Curious, the petite blonde faced the gondolier. “Pardon me.”

  “Oui, Madame?”

  “When was the city submerged?”

  “I was a little boy.” The Creole stroked the water with his fiberglass paddle as he ruminated. “Twenty thirty-nine it began, though it was not all like this—some areas were flooded and others still dry. In forty-five, they decided to turn it into a water town and flooded it all.”

  “Merci,” said Lisanne.

  The crawfish-surmounted shack receded.

  “When’s our dinner reservation?” asked Osa. “That place made me hungry.”
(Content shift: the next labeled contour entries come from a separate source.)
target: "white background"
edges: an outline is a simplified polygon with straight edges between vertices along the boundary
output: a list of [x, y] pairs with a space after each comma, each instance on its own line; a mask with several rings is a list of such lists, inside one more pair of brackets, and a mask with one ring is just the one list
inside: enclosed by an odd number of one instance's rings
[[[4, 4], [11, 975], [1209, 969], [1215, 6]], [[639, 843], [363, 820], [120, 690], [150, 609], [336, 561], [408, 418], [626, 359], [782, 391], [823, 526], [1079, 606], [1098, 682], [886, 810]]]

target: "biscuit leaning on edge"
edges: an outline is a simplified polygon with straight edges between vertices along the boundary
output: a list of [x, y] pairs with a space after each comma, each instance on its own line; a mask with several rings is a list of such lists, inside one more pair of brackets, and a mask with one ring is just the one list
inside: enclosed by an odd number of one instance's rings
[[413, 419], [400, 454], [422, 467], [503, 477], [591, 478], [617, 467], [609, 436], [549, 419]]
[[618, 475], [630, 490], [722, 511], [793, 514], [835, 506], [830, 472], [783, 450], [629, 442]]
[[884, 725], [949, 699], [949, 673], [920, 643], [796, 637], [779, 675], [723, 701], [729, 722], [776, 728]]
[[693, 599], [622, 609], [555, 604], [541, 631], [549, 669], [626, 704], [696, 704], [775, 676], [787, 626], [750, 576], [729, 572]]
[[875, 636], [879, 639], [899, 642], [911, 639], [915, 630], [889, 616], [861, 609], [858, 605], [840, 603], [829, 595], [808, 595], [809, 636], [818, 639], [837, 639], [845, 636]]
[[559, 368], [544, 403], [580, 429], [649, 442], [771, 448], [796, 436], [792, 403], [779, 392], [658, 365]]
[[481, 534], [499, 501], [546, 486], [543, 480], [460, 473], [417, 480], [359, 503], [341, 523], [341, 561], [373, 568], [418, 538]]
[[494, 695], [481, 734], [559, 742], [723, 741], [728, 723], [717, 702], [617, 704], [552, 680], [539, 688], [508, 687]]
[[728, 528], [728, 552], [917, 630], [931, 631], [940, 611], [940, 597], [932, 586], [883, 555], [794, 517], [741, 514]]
  “I made it for twenty-two-thirty.”

  “What time’s it now?”

  The petite blonde withdrew her lily, put it in her ear and tapped it thrice. A woman’s voice said, “The time is twenty-one forty-six. You have one new priority message from caller Mr. Johnson in the Reorientation Office.”

  Lisanne’s stomach dropped.

  “Mein Gott,” she whispered. “Mein Gott.” Her mouth became dry.

  “What?” Osa looked at Lisanne. “What is it?” There was fear on the tall beauty’s face.

  “Sie haben zurückgerufen.” Lisanne’s eyes filled with tears, and the purple, gold and green lights swelled in her vision until their luminous edges touched and formed new colors. “Sie haben mich zurückgerufen,” whispered the shocked woman.

  “English, please,” implored Osa, frightened and clutching her beaker of absinthe.

  “They called. The Reorientation Office called back! There is only one reason why they call.” Tears of joy poured down Lisanne’s face, and she laughed, her eyes sparkling with a hundred colors.